映画のワンシーンのような家。
この家は映画好きのHさんが一つ一つの空間を突き詰めて考えぬいた住まいです。「入居して1年ですが、まだ全然できていないんです」というHさん。静かな口調でていねいに説明をしてくれるその様子に、住まいへの深い愛情と情熱を感じました。
住宅街の高台に建つカリフォルニアスタイルの外観が目を引くお住まい。白い擁壁と白いカバードポーチがさわやかな印象です。お出迎えしてくれたのは笑顔のHさん夫妻。あたたかな昼下がり、芝生の庭でお子さんと遊ばれていたようです。
開放的な外観から一転、玄関ドアを開けると、そこはまた異空間。カジュアルでありながら、凛とした、清楚な玄関ホールが広がります。高い天井の明るい吹き抜け、リビングに通じる大きな開口、水まわりへの廊下、どこを見ても、まるで映画のワンシーンのように目に映ります。
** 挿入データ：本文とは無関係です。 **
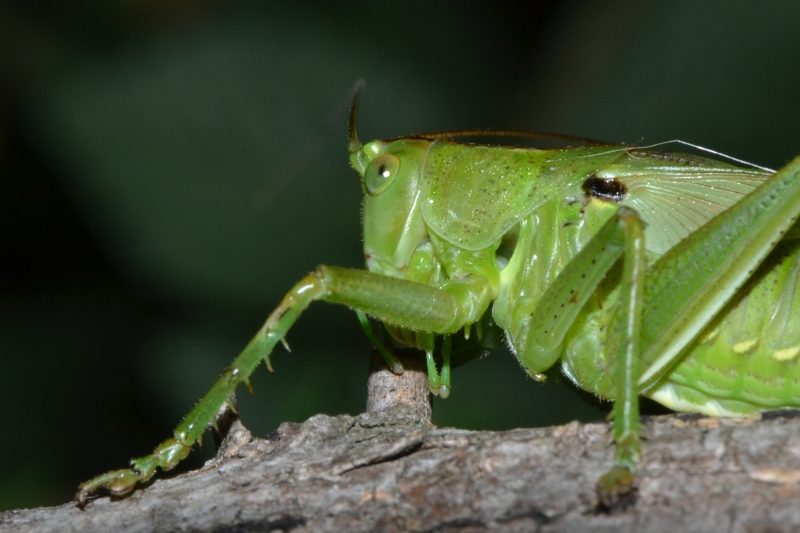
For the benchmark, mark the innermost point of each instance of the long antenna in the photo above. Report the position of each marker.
(353, 144)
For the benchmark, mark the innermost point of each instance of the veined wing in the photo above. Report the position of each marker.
(677, 193)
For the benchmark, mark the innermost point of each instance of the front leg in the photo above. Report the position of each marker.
(400, 302)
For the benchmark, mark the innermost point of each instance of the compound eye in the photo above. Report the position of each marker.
(380, 173)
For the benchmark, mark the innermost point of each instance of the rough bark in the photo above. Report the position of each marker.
(392, 470)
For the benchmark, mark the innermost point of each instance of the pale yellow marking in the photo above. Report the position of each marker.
(741, 347)
(786, 353)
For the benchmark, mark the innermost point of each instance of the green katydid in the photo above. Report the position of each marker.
(644, 272)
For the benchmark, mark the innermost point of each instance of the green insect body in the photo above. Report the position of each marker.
(643, 272)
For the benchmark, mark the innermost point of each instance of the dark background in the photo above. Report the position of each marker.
(168, 169)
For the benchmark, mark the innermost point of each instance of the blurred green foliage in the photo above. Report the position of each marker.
(169, 169)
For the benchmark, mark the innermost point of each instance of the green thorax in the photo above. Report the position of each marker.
(474, 195)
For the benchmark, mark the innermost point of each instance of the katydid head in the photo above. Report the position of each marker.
(390, 173)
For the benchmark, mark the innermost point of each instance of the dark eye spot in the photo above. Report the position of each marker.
(609, 190)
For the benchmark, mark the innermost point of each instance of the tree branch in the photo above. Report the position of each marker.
(393, 471)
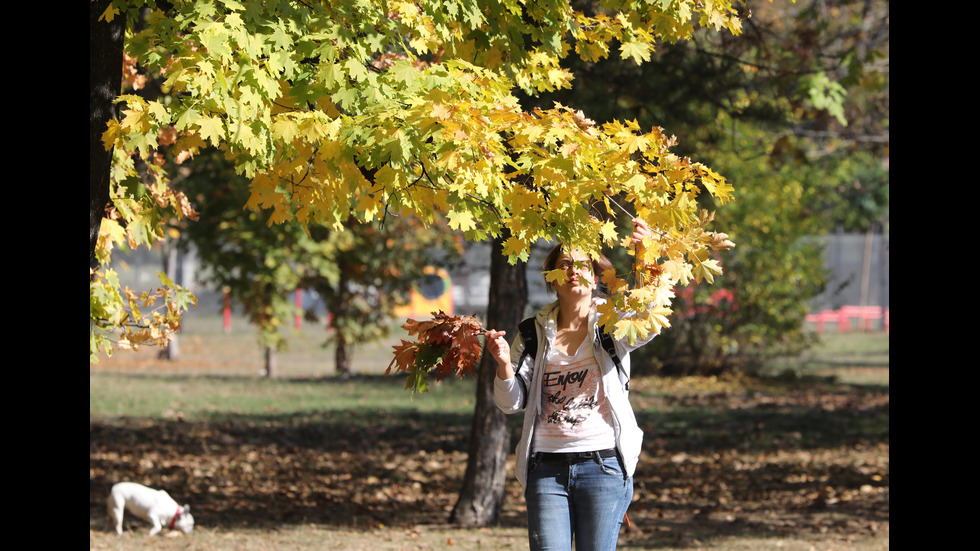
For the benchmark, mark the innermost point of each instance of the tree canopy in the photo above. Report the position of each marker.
(372, 108)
90年代、2000年代のアメリカ映画に影響を受けた空間づくり。
違和感のあるものは入れない
「統一感を大切にしています。ちょっとでも違うなと思ったものは選ばずに、デザイン重視でとことん探します」というHさん。物選びは、デザインはもちろんのこと、色、質感、大きさなどを吟味して決めているそうです。そのため「間接照明も壁の飾りも、もう少し入れたいと思っているのですが、探すのに時間がかかっています」。
話を聞いて驚くのはその世界観の明確なイメージ。揺らぐことのないボーダーラインがあるのです。「本は参考にしていないんです。90年代、2000年代のアメリカの映画に影響されて、イメージが自分の中でできあがった感じです」といいます。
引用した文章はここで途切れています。